Pololu Trail

Pololu Trail -- Gorgeous Coastal Trail on the North Shore of Hawaii
Local Expert's Rating:
4 / 5
The Bottom Line:

The Pololu Trail is just .45 miles in length, for a full 0.9 miles out and back distance. But don't think that this is an easy mile trail. You will experience an impressive 344 foot elevation gain across its short length, which translates to some pretty steep areas of the trail and most will find this to be a moderately difficult hiking path.

- The HawaiianIslands.com Local Expert Team

The Pololu Trail is a short but challenging hike, a hike with a lot of beauty but one that doesn’t require a significant time investment, making it a good choice for those looking to pack a lot during a trip to the Big Island’s North Shore.

This Big Island hiking trail is in fact located along one of the island’s northernmost stretches. You will want to take Highway 270 just about all the way to its end at the Pololu Valley. Here, you will find a fantastic overlook and signs pointing to the Pololu Trail, also referred to as the Pololu Valley Trail.

The Pololu Trail is just .45 miles in length, for a full 0.9 miles out and back distance. But don’t think that this is an easy mile trail. You will experience an impressive 344 foot elevation gain across its short length, which translates to some pretty steep areas of the trail and most will find this to be a moderately difficult hiking path. You will want appropriate hiking boots for this one.

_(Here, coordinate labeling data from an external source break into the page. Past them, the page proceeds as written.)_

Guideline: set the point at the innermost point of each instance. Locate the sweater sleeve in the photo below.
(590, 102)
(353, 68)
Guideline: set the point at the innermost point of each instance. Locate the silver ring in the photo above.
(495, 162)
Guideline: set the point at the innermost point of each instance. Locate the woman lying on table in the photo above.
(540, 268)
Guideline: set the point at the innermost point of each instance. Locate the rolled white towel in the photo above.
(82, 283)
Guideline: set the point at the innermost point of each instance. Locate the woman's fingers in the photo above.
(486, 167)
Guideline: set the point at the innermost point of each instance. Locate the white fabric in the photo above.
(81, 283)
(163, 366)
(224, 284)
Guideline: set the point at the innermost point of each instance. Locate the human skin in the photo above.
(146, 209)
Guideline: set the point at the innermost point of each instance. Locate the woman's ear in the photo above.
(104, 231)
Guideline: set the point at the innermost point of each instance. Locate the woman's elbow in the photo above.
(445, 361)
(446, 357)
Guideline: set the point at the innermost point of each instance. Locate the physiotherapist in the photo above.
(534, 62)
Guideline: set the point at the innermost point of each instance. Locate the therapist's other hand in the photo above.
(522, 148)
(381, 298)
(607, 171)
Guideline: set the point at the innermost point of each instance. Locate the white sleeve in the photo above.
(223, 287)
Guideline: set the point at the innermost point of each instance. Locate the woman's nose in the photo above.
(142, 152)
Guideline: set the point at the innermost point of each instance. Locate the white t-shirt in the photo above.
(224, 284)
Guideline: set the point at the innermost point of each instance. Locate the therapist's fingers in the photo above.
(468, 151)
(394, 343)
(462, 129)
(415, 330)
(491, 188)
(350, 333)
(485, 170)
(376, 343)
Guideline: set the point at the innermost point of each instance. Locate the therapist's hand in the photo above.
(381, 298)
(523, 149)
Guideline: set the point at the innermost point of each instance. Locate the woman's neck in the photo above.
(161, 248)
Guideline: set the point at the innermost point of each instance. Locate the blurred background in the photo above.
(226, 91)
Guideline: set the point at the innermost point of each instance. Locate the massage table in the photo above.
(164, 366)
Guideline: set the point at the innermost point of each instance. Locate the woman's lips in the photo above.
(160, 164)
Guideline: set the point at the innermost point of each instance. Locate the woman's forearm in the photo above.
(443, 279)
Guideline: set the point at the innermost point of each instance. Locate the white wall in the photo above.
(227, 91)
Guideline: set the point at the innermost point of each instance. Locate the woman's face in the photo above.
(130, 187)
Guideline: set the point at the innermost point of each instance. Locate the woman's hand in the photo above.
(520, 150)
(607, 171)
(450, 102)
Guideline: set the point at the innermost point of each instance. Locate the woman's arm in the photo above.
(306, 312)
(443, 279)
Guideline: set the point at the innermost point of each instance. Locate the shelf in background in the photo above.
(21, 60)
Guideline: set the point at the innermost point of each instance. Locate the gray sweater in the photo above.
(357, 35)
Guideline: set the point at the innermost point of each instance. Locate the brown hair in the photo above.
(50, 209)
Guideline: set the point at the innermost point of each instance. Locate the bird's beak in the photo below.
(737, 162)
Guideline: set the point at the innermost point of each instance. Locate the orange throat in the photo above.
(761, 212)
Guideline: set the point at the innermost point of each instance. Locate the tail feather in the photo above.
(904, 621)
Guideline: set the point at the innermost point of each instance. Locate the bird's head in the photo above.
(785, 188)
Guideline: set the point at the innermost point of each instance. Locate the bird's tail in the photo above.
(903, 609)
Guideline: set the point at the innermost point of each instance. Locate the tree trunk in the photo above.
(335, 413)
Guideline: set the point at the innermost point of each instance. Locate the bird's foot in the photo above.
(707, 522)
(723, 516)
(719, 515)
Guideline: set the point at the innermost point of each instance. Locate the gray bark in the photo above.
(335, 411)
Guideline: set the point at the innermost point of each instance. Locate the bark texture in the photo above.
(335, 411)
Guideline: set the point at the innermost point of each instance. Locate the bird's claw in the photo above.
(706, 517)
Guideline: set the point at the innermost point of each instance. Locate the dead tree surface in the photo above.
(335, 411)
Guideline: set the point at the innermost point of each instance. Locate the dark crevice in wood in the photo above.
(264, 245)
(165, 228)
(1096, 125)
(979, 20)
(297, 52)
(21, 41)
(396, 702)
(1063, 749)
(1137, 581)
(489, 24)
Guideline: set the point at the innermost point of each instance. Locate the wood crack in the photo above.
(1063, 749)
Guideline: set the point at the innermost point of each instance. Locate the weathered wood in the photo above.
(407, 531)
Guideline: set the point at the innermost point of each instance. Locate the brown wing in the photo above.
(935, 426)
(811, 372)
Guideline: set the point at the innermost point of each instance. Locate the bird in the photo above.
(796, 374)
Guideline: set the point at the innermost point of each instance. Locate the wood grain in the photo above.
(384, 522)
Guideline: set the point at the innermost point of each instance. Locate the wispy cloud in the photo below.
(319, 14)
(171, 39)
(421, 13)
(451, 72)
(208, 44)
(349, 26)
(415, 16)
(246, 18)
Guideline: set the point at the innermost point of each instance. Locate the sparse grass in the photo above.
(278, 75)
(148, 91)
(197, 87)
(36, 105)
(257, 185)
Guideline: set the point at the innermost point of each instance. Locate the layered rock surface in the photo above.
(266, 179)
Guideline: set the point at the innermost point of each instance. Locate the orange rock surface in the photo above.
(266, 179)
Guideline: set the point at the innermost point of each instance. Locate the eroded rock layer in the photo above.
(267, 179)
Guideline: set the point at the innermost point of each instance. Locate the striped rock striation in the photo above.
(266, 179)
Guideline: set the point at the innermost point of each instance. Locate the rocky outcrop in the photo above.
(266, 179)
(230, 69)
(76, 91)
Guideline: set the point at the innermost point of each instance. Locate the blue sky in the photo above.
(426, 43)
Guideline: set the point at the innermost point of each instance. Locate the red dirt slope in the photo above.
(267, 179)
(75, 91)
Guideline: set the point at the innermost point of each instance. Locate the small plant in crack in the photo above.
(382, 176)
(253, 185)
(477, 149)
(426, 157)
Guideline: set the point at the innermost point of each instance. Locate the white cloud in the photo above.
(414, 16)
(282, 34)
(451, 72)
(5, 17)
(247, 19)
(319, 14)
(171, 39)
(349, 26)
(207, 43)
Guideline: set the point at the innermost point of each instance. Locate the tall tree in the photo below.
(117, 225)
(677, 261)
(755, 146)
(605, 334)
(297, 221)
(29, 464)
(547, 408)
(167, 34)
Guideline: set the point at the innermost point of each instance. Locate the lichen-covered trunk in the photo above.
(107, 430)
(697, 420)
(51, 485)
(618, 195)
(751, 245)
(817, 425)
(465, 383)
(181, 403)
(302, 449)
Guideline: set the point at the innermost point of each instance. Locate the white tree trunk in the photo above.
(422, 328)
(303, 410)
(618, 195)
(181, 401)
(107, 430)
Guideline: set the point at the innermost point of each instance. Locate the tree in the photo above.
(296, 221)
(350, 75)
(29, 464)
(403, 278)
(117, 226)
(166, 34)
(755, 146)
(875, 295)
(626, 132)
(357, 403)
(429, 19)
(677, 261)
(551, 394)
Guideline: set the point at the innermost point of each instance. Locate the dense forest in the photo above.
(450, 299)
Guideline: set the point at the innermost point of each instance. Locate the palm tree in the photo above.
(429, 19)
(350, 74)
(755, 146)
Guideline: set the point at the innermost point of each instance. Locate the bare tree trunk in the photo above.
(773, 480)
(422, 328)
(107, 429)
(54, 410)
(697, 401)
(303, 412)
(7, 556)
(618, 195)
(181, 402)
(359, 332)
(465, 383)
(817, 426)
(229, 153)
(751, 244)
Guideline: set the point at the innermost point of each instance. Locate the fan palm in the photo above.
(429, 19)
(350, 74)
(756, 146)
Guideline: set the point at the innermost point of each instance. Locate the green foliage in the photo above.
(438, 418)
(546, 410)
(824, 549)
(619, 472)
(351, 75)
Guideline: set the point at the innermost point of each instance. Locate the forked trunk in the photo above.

The first part of the trail is the most strenuous part of the trail. You will begin at a lookout point on the coast that overlooks the Pololu Valley and beaches, and the trail goes down into that valley and across those beaches. This initial decline is steep but so long as you take your time, it is not overtly strenuous. Most people will complete the entirety of the trail, going out to come back in, within 40 minutes… if they don’t linger at the beaches or elsewhere en route.

During the descent, stay aware of loose rocks. This trail is a hodge podge of ancient cobblestones, packed clay, and broken lava rocks. After rainfall, all of these mix together to make a slick and muddy route. Most will find going down trickier than going up due to this path’s unique condition. A good walking stick goes a long way in mitigating this. While you will want to keep an eye on your footing, make sure to pause and enjoy the sweeping vistas here. This part of the trail has wonderful open views of the surrounding landscapes, making it an ideal place to really get a good sense of the area and all of its beauty.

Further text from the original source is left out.